Brandt told you about our trip to the temple on Saturday. Brandt was the baptizer for the first time and baptized Kent and me. There was a bit of a moment when he baptized Kent the first time. He had his arm up to the square, said the prayer, then, without putting his hand on Kent's back, dunked him in the water. With no help up, Kent floundered in the water a moment. Before he baptized him a second time, we had a brief talk about helping the baptisee up out of the water. 

It makes me so so happy to be in the temple with our children. It made me so so sad that Blythe chose to stay home and talk to friends on her computer rather than take an hour to be with us. I will continue to try and provide opportunities to go to the temple and hope she'll say yes next time. I didn't stay up late on Monday night, however, so I wasn't on first thing when appointments opened, so I have no appointment for March or April. Sigh. I'm ready for the temple to just be open.

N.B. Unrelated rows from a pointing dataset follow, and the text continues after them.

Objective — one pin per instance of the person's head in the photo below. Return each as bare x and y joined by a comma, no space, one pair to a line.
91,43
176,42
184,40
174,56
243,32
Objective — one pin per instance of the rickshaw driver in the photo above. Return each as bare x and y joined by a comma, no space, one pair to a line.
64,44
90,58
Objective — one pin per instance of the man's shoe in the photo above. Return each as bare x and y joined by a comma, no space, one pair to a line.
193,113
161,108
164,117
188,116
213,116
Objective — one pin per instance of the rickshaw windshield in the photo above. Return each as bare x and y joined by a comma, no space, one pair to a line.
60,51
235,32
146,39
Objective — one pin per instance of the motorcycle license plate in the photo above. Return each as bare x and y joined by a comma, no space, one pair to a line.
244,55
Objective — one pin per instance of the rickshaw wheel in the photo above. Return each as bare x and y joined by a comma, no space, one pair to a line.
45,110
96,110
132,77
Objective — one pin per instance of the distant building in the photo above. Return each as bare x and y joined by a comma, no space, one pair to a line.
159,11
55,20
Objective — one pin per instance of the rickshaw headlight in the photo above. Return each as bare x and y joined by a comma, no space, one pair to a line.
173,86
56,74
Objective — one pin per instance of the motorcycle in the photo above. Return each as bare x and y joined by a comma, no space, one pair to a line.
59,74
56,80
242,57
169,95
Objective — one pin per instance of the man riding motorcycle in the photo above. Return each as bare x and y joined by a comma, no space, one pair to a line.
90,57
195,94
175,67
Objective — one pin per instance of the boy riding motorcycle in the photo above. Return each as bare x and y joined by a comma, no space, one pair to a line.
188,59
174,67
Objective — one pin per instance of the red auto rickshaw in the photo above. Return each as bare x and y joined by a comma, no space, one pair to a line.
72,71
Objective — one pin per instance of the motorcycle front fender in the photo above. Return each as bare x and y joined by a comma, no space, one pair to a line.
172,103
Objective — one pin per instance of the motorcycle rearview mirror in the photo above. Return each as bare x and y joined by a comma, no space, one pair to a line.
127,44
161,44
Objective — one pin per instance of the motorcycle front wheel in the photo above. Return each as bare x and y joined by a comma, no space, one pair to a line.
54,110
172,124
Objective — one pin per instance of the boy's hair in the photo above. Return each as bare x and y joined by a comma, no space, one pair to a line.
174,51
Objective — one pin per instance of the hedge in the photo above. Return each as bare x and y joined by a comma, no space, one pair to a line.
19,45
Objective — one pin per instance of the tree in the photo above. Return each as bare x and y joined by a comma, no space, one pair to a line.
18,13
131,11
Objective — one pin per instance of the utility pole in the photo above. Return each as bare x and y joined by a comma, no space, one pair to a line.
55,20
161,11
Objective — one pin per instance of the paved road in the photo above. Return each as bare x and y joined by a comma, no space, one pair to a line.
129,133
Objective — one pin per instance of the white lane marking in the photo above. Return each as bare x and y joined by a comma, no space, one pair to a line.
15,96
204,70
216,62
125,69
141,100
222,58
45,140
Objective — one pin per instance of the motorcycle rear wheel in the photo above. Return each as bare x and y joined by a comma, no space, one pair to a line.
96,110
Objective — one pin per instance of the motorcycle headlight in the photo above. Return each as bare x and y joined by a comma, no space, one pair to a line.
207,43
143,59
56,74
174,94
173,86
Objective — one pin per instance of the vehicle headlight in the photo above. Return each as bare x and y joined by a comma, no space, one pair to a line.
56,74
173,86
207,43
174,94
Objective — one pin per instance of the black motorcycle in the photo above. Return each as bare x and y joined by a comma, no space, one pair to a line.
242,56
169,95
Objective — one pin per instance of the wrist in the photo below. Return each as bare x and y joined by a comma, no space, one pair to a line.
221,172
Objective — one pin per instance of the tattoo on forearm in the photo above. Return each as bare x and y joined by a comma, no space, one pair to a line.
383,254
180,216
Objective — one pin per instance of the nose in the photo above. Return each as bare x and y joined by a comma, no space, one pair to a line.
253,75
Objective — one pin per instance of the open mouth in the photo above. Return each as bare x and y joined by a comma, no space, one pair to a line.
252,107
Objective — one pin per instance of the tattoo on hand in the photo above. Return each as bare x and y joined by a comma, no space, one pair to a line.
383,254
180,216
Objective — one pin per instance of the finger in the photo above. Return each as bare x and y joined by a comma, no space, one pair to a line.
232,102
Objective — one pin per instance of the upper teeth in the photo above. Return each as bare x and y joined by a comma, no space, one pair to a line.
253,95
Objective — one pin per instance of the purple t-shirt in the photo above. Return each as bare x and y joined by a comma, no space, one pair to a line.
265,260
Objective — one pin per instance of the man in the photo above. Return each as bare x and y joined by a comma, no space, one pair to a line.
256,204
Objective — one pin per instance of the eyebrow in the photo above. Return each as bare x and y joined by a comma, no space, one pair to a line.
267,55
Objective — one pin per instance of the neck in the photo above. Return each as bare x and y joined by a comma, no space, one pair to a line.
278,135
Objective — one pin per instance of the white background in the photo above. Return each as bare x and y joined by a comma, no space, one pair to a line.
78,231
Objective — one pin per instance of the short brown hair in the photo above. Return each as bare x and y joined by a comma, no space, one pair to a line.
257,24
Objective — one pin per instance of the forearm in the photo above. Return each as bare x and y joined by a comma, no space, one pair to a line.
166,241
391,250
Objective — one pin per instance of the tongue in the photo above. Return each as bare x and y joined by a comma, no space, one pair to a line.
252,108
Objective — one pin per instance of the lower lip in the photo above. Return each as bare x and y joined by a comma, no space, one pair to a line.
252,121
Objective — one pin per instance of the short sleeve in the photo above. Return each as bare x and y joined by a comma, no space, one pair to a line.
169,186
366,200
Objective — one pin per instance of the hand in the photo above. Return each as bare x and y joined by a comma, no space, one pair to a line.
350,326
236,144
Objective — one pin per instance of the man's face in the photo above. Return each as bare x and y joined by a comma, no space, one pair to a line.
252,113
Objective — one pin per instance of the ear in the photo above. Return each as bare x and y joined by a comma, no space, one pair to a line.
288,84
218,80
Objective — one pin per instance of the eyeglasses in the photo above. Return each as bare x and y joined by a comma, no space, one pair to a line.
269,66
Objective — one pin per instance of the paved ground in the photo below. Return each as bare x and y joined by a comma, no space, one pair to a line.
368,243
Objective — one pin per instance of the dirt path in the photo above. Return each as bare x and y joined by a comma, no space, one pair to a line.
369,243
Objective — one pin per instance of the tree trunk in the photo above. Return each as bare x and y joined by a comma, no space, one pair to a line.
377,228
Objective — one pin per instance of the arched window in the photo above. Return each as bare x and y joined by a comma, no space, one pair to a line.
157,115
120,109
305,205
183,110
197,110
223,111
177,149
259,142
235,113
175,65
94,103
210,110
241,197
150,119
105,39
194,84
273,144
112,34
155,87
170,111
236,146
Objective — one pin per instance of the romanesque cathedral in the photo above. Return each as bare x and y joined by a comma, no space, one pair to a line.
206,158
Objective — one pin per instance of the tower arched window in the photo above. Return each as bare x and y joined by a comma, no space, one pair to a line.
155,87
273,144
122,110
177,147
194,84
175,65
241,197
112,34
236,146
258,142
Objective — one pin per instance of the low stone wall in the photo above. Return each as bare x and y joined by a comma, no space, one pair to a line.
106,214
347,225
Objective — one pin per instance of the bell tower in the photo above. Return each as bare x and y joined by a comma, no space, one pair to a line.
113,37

*Here was a paragraph where I whined. To summarize, nothing is good. I have been without much hope.*

So, I was in the temple. Kent and I had gone to do an endowment at the City Center Temple, and at the end, I had a long time to sit and wait for my turn at the veil. I was the very last one. As I sat and waited, I prayed and poured out my heart to Heavenly Father. I explained how I felt and how frustrated I was that I can't see forward. All I see and feel is frustration and gloom. I think I even said, "I am without hope." As I stifled a sob, I was overwhelmed with a rush of hotness all through my body from my head to my toes. I was filled with the Spirit and know that God was right there, speaking peace and infusing hope. It was palpable. I didn't bother to stifle the cry and wept as I waited for the veil, then wept at the veil sufficiently that it took quite some time. 

I'm so grateful for that reassurance. Nothing has changed, but I was reminded that God is my Father, He knows me, He loves me, He is with me. I need to hold on to that while we continue to struggle along. 

Kent is busy busy at work. They have been making preparations to produce their enormous order and need only one more piece of equipment that was supposed to arrive today and will likely arrive tomorrow. I've offered to help, but so far, I haven't been needed. They got another couple of orders today, so they will be producing practically non-stop over the next month or two. I don't know that we'll see any money for all that production as all our money is going to the lawyers, but Kent tells me it's like putting money in savings as we expect to recoup it all eventually. I'm not holding my breath about that, but perhaps I should have more hope.

*More whining*

So, it is now well after 10:00pm and I do have to get children up for school and I have to go to work in the morning. I'll go to bed. I have been going over to Mikayla's most mornings. She is doing better, and her house isn't a wreck all the time. That's not me. I don't do much. Yesterday I cleaned off a two-day-old cereal spill on one of the dining room chairs. The sugars in the sugar cereal and the milk combined to make a rock-solid film of bits of cereal on the chair that had to be softened with water and scraped off with the pan scraper. It was my good deed for the day. Today I loaded the dishwasher and started a load of laundry. I also got the babies oatmeal and snuggled Freya while Mikayla and I talked about Guy's work and health insurance. I love seeing all of them at the start of the day. 

I love you! I want you to know that we pray for you multiple times a day and I think about you often. You are doing a good work, but I miss you. Courage and onward!